Dear Hydra developers, after making hydra configuration (make_hydra_config.py) and extracting discordants for sample0 (extract_discordants.py), I run command for routing all samples into hydra router (hydra-router). This command doesn't give any error, however, I noticed that output file bam.routed is empty. After that, I run commands for combining hydra assembly files (assemble-routed-files.sh) and for merging results (combine-assembled-files.sh). When forceOneClusterPerPairMem.py script for starting hydra clustering is invoked, however, it gives the following error: call error: Traceback (most recent call last): File "/mnt/cifs01/simone/software/SVE/src/hydra/scripts/forceOneClusterPerPairMem.py", line 498, in
main()
File "/mnt/cifs01/simone/software/SVE/src/hydra/scripts/forceOneClusterPerPairMem.py", line 483, in main
clusterSupport = computeSupportForEachCluster(opts.master, opts.maxDist)
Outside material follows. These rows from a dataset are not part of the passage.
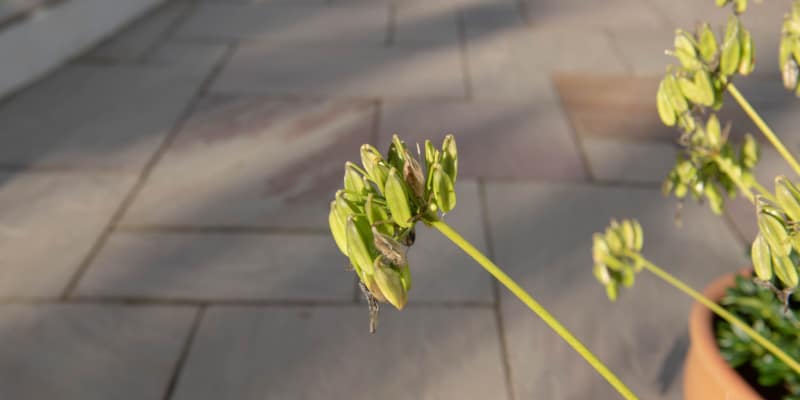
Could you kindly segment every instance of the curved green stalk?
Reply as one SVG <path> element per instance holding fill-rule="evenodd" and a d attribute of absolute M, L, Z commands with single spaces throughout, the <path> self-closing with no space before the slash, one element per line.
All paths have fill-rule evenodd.
<path fill-rule="evenodd" d="M 744 112 L 747 113 L 751 120 L 753 120 L 753 123 L 756 124 L 758 129 L 761 130 L 761 133 L 763 133 L 769 142 L 772 143 L 772 146 L 775 147 L 775 150 L 777 150 L 781 157 L 783 157 L 783 159 L 789 163 L 794 172 L 800 175 L 800 164 L 797 163 L 797 160 L 795 160 L 794 156 L 792 156 L 792 153 L 790 153 L 789 150 L 786 149 L 786 146 L 783 145 L 781 140 L 778 139 L 778 135 L 776 135 L 775 132 L 770 129 L 767 123 L 761 119 L 761 116 L 758 115 L 756 110 L 753 109 L 753 106 L 747 102 L 744 96 L 742 96 L 742 94 L 739 92 L 739 89 L 736 89 L 736 86 L 734 86 L 732 82 L 728 83 L 727 88 L 731 96 L 733 96 L 733 98 L 736 99 L 736 102 L 739 103 L 739 106 L 742 107 Z"/>
<path fill-rule="evenodd" d="M 753 195 L 753 191 L 750 190 L 750 187 L 742 180 L 742 177 L 741 175 L 738 174 L 738 171 L 731 170 L 731 168 L 728 167 L 729 164 L 721 160 L 719 156 L 714 157 L 714 161 L 716 161 L 717 166 L 722 170 L 722 172 L 725 172 L 725 174 L 728 175 L 729 178 L 731 178 L 733 183 L 737 187 L 739 187 L 739 190 L 745 197 L 747 197 L 747 200 L 750 200 L 750 203 L 753 203 L 753 205 L 755 205 L 756 198 Z M 758 191 L 758 194 L 772 201 L 773 203 L 777 202 L 775 196 L 773 196 L 772 193 L 770 193 L 769 190 L 767 190 L 764 186 L 761 186 L 761 184 L 758 183 L 758 181 L 755 178 L 752 179 L 751 183 L 752 186 Z"/>
<path fill-rule="evenodd" d="M 443 221 L 433 221 L 428 222 L 431 226 L 439 230 L 445 237 L 450 239 L 456 246 L 460 247 L 461 250 L 464 250 L 470 257 L 472 257 L 478 264 L 480 264 L 487 272 L 492 274 L 500 283 L 503 284 L 511 293 L 513 293 L 517 298 L 525 303 L 528 308 L 531 309 L 536 315 L 538 315 L 544 322 L 553 329 L 565 342 L 567 342 L 570 346 L 572 346 L 575 351 L 578 352 L 585 360 L 588 362 L 595 370 L 597 370 L 603 378 L 608 381 L 611 386 L 616 389 L 619 394 L 622 395 L 625 399 L 637 399 L 636 395 L 622 383 L 613 372 L 611 372 L 608 367 L 600 361 L 597 356 L 592 354 L 586 346 L 583 345 L 572 333 L 567 330 L 564 325 L 561 325 L 558 320 L 553 317 L 541 304 L 539 304 L 536 300 L 528 294 L 525 289 L 520 287 L 516 282 L 514 282 L 511 277 L 506 275 L 500 267 L 495 265 L 489 258 L 487 258 L 483 253 L 481 253 L 478 249 L 476 249 L 472 244 L 470 244 L 466 239 L 464 239 L 458 232 L 453 230 L 449 225 L 444 223 Z"/>
<path fill-rule="evenodd" d="M 758 342 L 758 344 L 764 346 L 764 348 L 767 349 L 767 351 L 769 351 L 775 357 L 783 361 L 796 373 L 800 374 L 800 363 L 798 363 L 795 359 L 786 354 L 774 343 L 770 342 L 767 338 L 761 336 L 761 334 L 756 332 L 749 325 L 742 322 L 742 320 L 737 318 L 735 315 L 731 314 L 728 310 L 722 308 L 719 304 L 711 301 L 708 297 L 703 296 L 700 292 L 692 289 L 690 286 L 681 282 L 678 278 L 670 275 L 667 271 L 664 271 L 663 269 L 659 268 L 657 265 L 653 264 L 646 258 L 642 257 L 640 254 L 635 252 L 627 252 L 627 255 L 638 261 L 638 263 L 648 271 L 652 272 L 659 278 L 663 279 L 670 285 L 674 286 L 676 289 L 680 290 L 681 292 L 687 294 L 688 296 L 697 300 L 699 303 L 711 309 L 711 311 L 713 311 L 714 314 L 717 314 L 720 318 L 724 319 L 725 321 L 728 321 L 731 325 L 734 325 L 737 328 L 743 330 L 748 336 L 750 336 L 753 340 Z"/>

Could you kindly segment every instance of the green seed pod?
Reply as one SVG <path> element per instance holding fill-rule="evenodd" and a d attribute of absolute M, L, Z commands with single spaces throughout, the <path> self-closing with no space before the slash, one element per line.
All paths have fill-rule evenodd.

File "/mnt/cifs01/simone/software/SVE/src/hydra/scripts/forceOneClusterPerPairMem.py", line 120, in computeSupportForEachCluster
for line in open(clusterFile, 'r'):
IOError: [Errno 2] No such file or directory: '/mnt/cifs01/simone/NA12878/Hydra_output/start_sorted_S17/all.assembled'
I can confirm that file all.assembled has not been created. How could I solve this issue? Thanks in advance.